Apart from grabbing the nearest star of a popular television show, and requiring them to tape the occasional PSA advising parents to pay attention to those nearly invisible doo-dads in the corner of their screens, the networks have never shown much enthusiasm for such ratings. After all, if viewers actually used the V-chips built into their sets, fewer eyes would find the commercials, and advertisers could demand a re-evaluation of the rates charged for 30-second spots. Yikes.

Stranger, perhaps, while the premium cable networks provide their subscribers with the most precise information about the content of series, specials and movies, their TV-to-DVD products also routinely dispense with such descriptors. For all the guidance provided on the
The L Word: Season One, for example, Showtime's often very explicit series might as well be Will and Grace. By contrast, while unrated, Chappell's Show: Season 2 carries a very clear parental advisory warning of mature content, and Scrubs: The Complete First Season retains its TV-14.

I tried to find out why TV-to-DVD packages aren't required to carry such ratings. I also wanted to learn how -- given all the new standards by which movies are judged -- a new-to-DVD movie from 1970 can maintain the same PG awarded in 1970, when it almost certainly would be given a R in 2005.

Were boards more liberal, then?
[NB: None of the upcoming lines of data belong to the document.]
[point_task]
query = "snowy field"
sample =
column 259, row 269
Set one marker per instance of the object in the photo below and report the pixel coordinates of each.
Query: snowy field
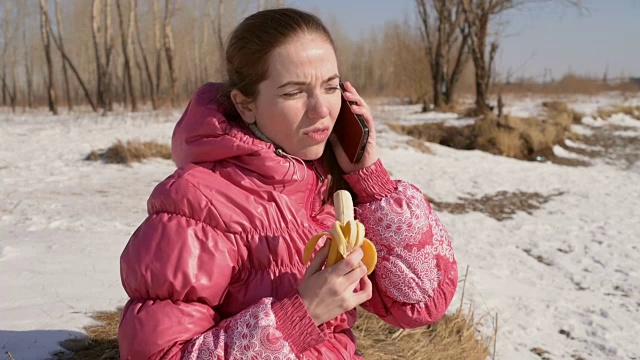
column 563, row 279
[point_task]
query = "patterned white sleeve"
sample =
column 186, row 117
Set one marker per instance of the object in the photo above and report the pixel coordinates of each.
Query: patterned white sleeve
column 251, row 334
column 413, row 246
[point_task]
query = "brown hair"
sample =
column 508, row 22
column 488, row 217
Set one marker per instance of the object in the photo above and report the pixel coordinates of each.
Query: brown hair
column 247, row 62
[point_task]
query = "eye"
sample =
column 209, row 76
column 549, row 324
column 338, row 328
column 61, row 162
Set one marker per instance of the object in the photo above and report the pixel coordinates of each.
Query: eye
column 292, row 94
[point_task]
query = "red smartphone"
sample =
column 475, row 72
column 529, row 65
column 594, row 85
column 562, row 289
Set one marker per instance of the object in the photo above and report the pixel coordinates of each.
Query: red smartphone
column 351, row 130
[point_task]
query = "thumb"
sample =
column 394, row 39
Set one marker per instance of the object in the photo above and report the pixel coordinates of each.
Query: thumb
column 341, row 156
column 318, row 260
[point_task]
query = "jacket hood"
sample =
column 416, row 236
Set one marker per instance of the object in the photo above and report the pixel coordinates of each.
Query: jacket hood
column 204, row 135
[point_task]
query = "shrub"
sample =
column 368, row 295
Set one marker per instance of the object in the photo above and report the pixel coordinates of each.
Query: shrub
column 132, row 150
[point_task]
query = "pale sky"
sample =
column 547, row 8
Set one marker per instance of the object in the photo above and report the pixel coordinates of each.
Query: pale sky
column 539, row 37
Were audiences more savvy and less likely to be offended by cussing and brief nudity? Is the MPAA too busy fighting piracy to bother with issues pertaining solely to consumer interests? Is anybody, besides a columnist on the left coast, even remotely interested in seeing this issue (non-issue?) explored?

Although I'm still waiting for callbacks, I've stopped holding my breath.

If the networks, studios and distributors don't take content ratings seriously, however, why should we pay any more attention to them than we already do? Feel free to ignore that question.